# Added a MKIII TALO



## HOOS1 (Apr 24, 2010)

Just added a Ruger MKIII TALO to my humble collection. What a sweet looking gun. Can't wait to get out and put a few rounds through it.


----------



## Blkhawk73 (Sep 2, 2006)

Bob @ TALO certainly brings some interesting stuff to the market. Some Ruger here, some Altamont there and it's a nice package. Not a short barrle person, nor one big on flutes but it's anice little rimfire none-the-less. Enjoy! :smt023


----------



## MLB (Oct 4, 2006)

I do like those grips. They look comfortable. Never thought of finger grooves on a Ruger Mark.


----------



## BeefyBeefo (Jan 30, 2008)

I love those grips!!

I also love my MKII! Nice gun! :smt023


----------



## TightCollar (Jan 29, 2008)

I picked up the very same gun this afternoon. Bought it for looks, hoping to use it in the rimfire division of the local steel shoots. Learning to disassemble and clean is more than I imagined it might be. I am having fun.

Without having shot it yet, my early disappointment is that the mag release button is absolutely buried in that beautiful grip. Thumb release is out of the question, so am toying with different methods using different fingers on the support hand. We do mag changes on the clock, so this is a concern for me. 
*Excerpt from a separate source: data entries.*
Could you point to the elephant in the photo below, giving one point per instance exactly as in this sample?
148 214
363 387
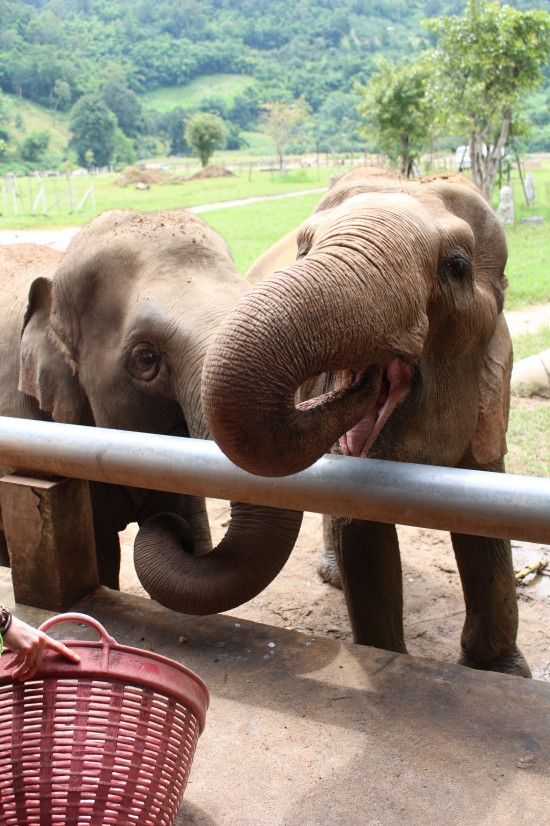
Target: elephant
392 312
112 333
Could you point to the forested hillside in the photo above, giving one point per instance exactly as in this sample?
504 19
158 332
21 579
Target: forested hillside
304 48
55 52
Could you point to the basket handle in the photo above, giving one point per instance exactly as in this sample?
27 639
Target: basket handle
104 637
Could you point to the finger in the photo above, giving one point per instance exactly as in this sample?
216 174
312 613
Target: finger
31 663
55 645
16 660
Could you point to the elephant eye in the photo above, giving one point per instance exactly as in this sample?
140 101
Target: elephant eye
144 362
457 267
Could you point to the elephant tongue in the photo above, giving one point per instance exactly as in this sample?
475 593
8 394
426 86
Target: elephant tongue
395 386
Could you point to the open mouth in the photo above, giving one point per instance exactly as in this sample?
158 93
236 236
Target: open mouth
394 387
395 378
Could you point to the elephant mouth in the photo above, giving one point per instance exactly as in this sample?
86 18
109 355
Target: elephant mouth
389 383
395 386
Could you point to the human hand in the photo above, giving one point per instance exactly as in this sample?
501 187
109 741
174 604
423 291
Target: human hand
29 644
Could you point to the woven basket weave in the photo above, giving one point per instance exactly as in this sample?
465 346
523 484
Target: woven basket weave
108 741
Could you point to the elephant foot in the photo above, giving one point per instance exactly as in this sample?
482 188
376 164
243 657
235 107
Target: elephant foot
513 663
327 568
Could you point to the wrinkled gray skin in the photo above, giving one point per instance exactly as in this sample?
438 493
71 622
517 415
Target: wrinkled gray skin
393 309
113 333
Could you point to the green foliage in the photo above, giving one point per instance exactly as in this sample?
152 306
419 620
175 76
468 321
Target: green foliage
281 122
398 111
93 128
244 52
124 104
205 132
483 65
34 146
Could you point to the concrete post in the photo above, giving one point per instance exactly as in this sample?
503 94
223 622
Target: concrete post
49 533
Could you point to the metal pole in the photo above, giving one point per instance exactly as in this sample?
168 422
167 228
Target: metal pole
466 501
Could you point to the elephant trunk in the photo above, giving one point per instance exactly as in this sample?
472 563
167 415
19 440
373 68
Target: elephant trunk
325 314
173 554
257 544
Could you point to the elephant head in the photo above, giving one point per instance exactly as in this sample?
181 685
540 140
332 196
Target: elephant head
393 307
116 338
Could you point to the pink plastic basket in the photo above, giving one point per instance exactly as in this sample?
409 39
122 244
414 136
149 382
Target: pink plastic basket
107 741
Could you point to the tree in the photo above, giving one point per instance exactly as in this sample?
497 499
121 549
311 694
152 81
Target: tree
398 111
93 128
205 132
281 122
484 63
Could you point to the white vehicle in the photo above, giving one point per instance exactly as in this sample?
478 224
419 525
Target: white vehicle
462 158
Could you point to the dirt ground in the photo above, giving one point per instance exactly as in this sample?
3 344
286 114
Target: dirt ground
434 607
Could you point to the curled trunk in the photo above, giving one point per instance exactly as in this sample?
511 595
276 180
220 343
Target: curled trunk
322 315
256 546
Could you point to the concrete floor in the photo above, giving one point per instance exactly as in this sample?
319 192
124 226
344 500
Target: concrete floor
313 731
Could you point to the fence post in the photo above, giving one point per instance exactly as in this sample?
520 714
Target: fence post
49 533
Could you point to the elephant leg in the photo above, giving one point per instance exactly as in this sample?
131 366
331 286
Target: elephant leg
489 635
370 566
327 564
112 510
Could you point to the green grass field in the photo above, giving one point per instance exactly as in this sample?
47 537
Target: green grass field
252 228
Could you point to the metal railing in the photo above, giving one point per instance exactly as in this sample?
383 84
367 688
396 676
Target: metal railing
465 501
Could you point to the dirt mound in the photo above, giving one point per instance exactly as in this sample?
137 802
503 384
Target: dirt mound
212 171
133 175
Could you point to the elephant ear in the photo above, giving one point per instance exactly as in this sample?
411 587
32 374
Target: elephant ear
43 369
489 442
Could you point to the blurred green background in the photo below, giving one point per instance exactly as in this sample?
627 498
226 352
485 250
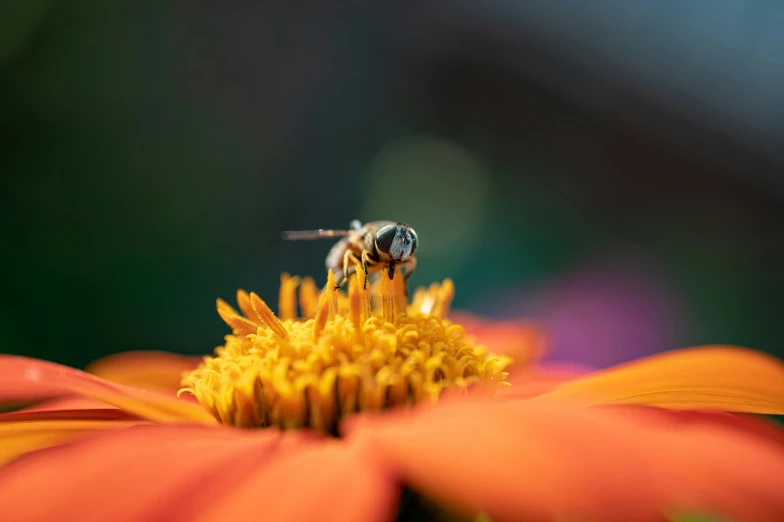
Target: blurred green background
622 186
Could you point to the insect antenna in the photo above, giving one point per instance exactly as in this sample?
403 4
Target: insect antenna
298 235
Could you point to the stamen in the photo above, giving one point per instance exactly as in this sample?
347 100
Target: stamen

It may not serve too well for competition, but it is so pretty, I am a happy Rugerite. May need a different model before too long for the comps

Steve


----------



## TightCollar (Jan 29, 2008)

*update*

took two days and three friends to get this pistol back together again. I love Ruger, and hope to compete well with this gun, but Great Googalee Moogalee what a Rubic Cube of a system to reassemble. Progress.

Steve


----------



## MLB (Oct 4, 2006)

Driving a car is tough the first couple times you try it too. Afterwhile, it's second nature. Congrats on the Ruger.


----------